What began in late September with temperatures in the nineties and insects buzzing ’round my head has now come to late December. The bugs are gone, as are the leaves and fair weather hunters. Short sleeves have been replaced by multiple layers and Gore-Tex. Coffee serves as stimulant and anti-freeze in the pre-dawn darkness, and I continually check weather reports for cold fronts and low temperatures.
My hands are rough and cracked from the cold and the use of hard water from the well. Yes, it is Texas. Yes, it gets cold here. Not constantly, and not as bitter as friends experience farther north, but sitting in an unprotected tree stand when a blue norther blows through the Hill Country without the proper clothing will make you a believer. Our first snow this year hit the ground almost a month ago during one of my hunts.

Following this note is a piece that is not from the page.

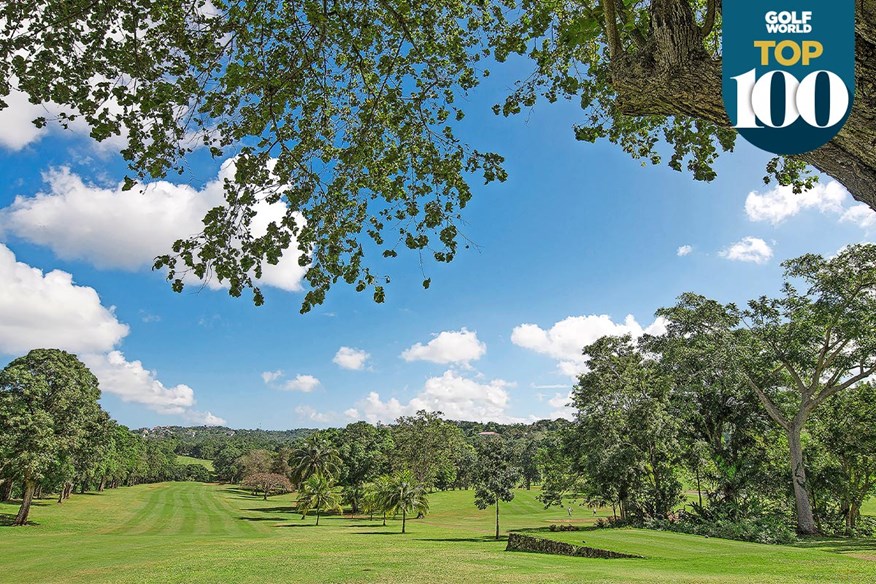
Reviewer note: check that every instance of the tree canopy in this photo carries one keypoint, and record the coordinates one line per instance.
(348, 111)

This is tough country. Rocky and arid, with many ranches focusing on sheep and goats rather than the requisite Texas cattle. The smaller and more hardy animals are better suited to thrive in this environment. Unfortunately some ranchers allow the sheep and goats to overgraze and damage the land. Cactus and junipers plague those places, which stand in stark contrast to the ranches managed by stewards of the land.
Everywhere there are reminders of those who have come before. Historical markers. Tumbledown buildings. Cemeteries. Arrowheads.
Before the immigrants, this was Comanche territory. It’s not hard to imagine them here. Mass graves mark the resting place of hapless wagon trains who crossed their paths.
I think of them all, and give thanks as I make meat for winter with my high-tech clothing and bow. As the cold north wind blows and moans, I wonder what ghosts are witness to my success.